第三十六回北日本放射線腫瘍学研究会 主題「IMRT」,16-17

2) IMRTをはじめるにあたって

 

札幌医科大学医学部・放射線医学講座
   中 田 健 生・大 内   敦
   永 倉 久 泰・坂 田 耕 一
   晴 山 雅 人
札幌医科大学医学部付属病院・放射線部
   舘 岡 邦 彦・和 歌 正 明
   長 瀬 大 輝・才 川 恒 彦
 

 今回我々はIMRTをはじめるにあたりQAを中心に検証した。
 放射線治療・外照射は腫瘍に線量を集中させ,正常組織への照射を軽減させる方法を追求してきた。ビームの門数を増やしたり,重要臓器を外すためビームの角度を振ったり,ビームのウェイトを変化させたりし最適化を行ってきたわけだが,IMRTはこの最適化の一方法である。
 Forward planning ─ 従来の治療計画ではビームパラメーターを設定しその線量分布を描かせ,さらに最適になるようにパラメーターの設定をしなおすという試行錯誤を繰り返し行っていた。
 Inverse planning ─ IMRTにおいては,このパラメーターの設定が非常に煩雑でマニュアルで行うにはトライアンドエラーの時間が膨大にかかる。そのためターゲット・各臓器と目標線量を入力し後の試行錯誤はコンピューターに任せる方法を用いる。
 われわれが用いているFOCUSでのInverse planningのアルゴリズムはSIITP (Simultaneous Iterative Inverse Treatment Planning)が使われている。
 Inverse planningの問題点は,入力したターゲットに対して自動的に線量分布を作成するため,PTV・ターゲットの大きさや形,マージンをどのように設定するかが重要となる。
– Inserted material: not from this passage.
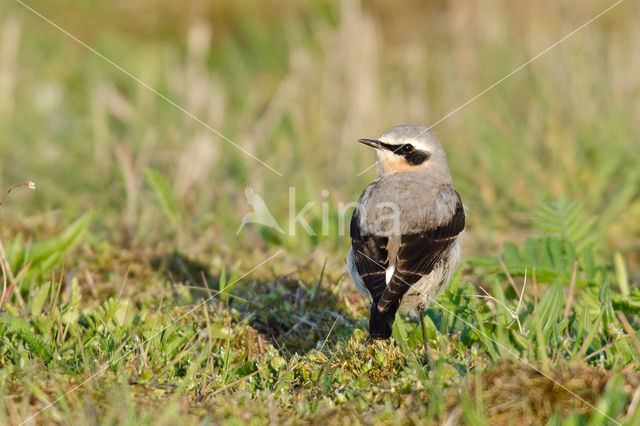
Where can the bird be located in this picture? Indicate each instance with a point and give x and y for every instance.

またGD (goal dose)やIW (important weight)の値をいくつにするのかといったことも重要となってくる。
 実際の作業は,CT画像をもとに外輪郭,腫瘍(標的),重要臓器を設定し,腫瘍(標的)に対する目標線量(最小線量),重要臓器に対する目標線量(最大線量)を入力し,さらにそれぞれの目標線量に対しIWを設定する。
 その他,field size, beam number, beam angleを入力し,そしてInverse planningを行いintensity mapを作成する。
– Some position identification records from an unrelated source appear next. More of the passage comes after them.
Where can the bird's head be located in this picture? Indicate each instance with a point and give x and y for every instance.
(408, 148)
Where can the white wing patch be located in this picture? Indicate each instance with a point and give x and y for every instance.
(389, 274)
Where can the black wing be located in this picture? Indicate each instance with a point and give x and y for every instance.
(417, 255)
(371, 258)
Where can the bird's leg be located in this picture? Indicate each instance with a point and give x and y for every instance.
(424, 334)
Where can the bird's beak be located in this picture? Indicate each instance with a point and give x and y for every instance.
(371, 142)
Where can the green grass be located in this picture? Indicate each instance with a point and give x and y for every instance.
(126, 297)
 Intensity mapのsegment化にはMLCを用い,Step and shoot法で照射した。
 IMRTでは腫瘍の周囲正常組織への線量を軽減させるため,ターゲットとの境界で線量勾配が急になる。そのため幾何学的な位置のずれがターゲット・周囲組織線量ともに大きく影響してくる。
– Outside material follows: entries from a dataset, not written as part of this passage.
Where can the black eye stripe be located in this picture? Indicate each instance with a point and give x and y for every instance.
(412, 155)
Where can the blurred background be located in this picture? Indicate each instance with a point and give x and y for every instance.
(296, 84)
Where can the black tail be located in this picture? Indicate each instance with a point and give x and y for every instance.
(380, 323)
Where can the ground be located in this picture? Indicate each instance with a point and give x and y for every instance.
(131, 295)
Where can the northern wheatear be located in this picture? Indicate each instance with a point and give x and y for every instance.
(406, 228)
 QAは治療計画装置と実際に得られる線量との相対比較が行われているのが世界的な現状であるが,IMRTのQAとして確立されたものは現段階では存在しない。いろいろな検証方法で比較検討できれば実証性は向上するが,2つのデータ間での比較では「確からしい」としかいえない。
 現状の治療計画装置での線量も正確に計算しているとはいえない。IMRTでつかわれるconvolution, superpositionといったアルゴリズムもビームのあわせこみにおいて非常に小さい照射野や複雑な不整形照射野で誤差を含んでいる。
 多重散乱を無視した計算では骨や空気で誤差を生じうるし,その他non-divergentなど治療計画装置にも誤差が含まれていることを考慮してQAを検証しなければならない。
 治療装置の問題の一つとしてMLCのつなぎ目,また隣同士のMLC間からの漏れがあり,無視できないと考える。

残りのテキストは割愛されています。